U vs H

[vanessas0123]

What's the difference between delta U and delta H?

[SnehinRajkumar1L]

Delta U is the change in internal energy, whereas delta H is the change in enthalpy. I believe delta H is the total energy change, whereas delta U only accounts for the kinetic and potential energy of a system.

[205291012]

delta U is the change in internal energy versus delta H is the change in enthalpy.

[Eva Zhao 4I]

To add on, the equation we often use to relate the two is ∆U = q + w. At constant pressure, ∆H = q_p. Thus, we can rewrite the equation as ∆U = ∆H - P∆V when pressure is constant.

[Chris Tai 1B]

Moreover, we can find that deltaU = qv, which makes sense because the volume is constant (no expansion work is being done), so the change in internal energy must solely be a result of the increase of energy inputted into the system qv at a constant volume.
On the other hand, deltaH = qp, which can be derived from the equation relating both deltaU and deltaH. DeltaH = deltaU + PdeltaV, which means deltaH = q+w + PdeltaV. Since w = -PdeltaV, deltaH = q + -PdeltaV +PdeltaV, and since we're assuming that the pressure is constant from qp, we can cancel the last two terms to get deltaH = qp.

[Anish Natarajan 4G]

The change in internal energy is a summation of the enthalpy and the work done on the system so Delta U is Delta H +w

[Jesse Anderson-Ramirez 3I]

Delta U is the change in internal energy while delta H is the change in enthalpy.

[Leyna Dang 2H]

Delta U represents the change in internal energy while delta H represents the change in enthalpy.

[Leonardo Le Merle 1D]

A note on delta U being expressed the change in internal energy; (U=w+q); w is often expressed interchangeably as work done on the system and work done BY the system. For the former, it is w+q; for the latter, it is actually -w+q because the work done by the system is still positive but it results in a decrease in U.

[Tanmay Singhal 1H]

delta u is change in energy delta h is change in enthalpy

[Charlene Datu 2E]

Moreover, we can find that deltaU = qv, which makes sense because the volume is constant (no expansion work is being done), so the change in internal energy must solely be a result of the increase of energy inputted into the system qv at a constant volume.
On the other hand, deltaH = qp, which can be derived from the equation relating both deltaU and deltaH. DeltaH = deltaU + PdeltaV, which means deltaH = q+w + PdeltaV. Since w = -PdeltaV, deltaH = q + -PdeltaV +PdeltaV, and since we're assuming that the pressure is constant from qp, we can cancel the last two terms to get deltaH = qp.

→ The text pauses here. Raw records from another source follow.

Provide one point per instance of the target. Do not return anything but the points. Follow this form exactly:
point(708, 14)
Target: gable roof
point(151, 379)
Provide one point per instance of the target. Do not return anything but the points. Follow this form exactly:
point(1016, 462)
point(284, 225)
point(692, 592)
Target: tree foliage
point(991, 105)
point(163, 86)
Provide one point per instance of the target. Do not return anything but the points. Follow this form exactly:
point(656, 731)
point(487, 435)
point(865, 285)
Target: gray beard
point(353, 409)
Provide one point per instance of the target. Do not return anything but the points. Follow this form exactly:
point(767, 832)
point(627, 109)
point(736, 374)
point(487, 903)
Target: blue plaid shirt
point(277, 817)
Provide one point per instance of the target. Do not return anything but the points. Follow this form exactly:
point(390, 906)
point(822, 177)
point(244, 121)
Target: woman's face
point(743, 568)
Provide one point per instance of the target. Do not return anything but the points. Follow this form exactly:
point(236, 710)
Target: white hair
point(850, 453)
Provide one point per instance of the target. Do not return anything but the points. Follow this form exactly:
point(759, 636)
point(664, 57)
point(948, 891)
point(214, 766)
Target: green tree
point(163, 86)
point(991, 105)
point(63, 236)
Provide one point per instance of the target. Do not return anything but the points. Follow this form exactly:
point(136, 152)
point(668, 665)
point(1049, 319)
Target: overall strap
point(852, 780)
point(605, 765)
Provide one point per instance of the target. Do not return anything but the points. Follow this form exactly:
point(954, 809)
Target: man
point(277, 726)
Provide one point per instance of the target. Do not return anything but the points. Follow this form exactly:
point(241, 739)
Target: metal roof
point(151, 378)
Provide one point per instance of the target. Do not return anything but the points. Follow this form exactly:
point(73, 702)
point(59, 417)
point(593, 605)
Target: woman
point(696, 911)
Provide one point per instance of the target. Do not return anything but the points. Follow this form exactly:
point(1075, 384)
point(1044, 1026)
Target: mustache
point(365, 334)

Is this something we are supposed to memorize, or can this be derived from the equations given to us?

[aishwarya_atmakuri]

Delta U is change in internal energy, while delta H is change in enthalpy. Under certain conditions, they can be equal to each other.

[Naneeta Desar 1K]

Delta U is the change in internal energy whereas delta H is change in enthalpy.

[kevinolvera1j]

delta U is change in internal energy whereas delta H is change in enthalpy.

[Chris Tai 1B]

Moreover, we can find that deltaU = qv, which makes sense because the volume is constant (no expansion work is being done), so the change in internal energy must solely be a result of the increase of energy inputted into the system qv at a constant volume.
On the other hand, deltaH = qp, which can be derived from the equation relating both deltaU and deltaH. DeltaH = deltaU + PdeltaV, which means deltaH = q+w + PdeltaV. Since w = -PdeltaV, deltaH = q + -PdeltaV +PdeltaV, and since we're assuming that the pressure is constant from qp, we can cancel the last two terms to get deltaH = qp.

Is this something we are supposed to memorize, or can this be derived from the equations given to us?

We don't necessarily have to memorize this, but it would be ideal if we understand how to derive it or explain why it is what it is. If we know how to derive the equation, then we'll naturally be able to memorize it over time.

[Alfred Barrion 2H]

Delta U is change in internal energy while delta H is a change in enthalpy.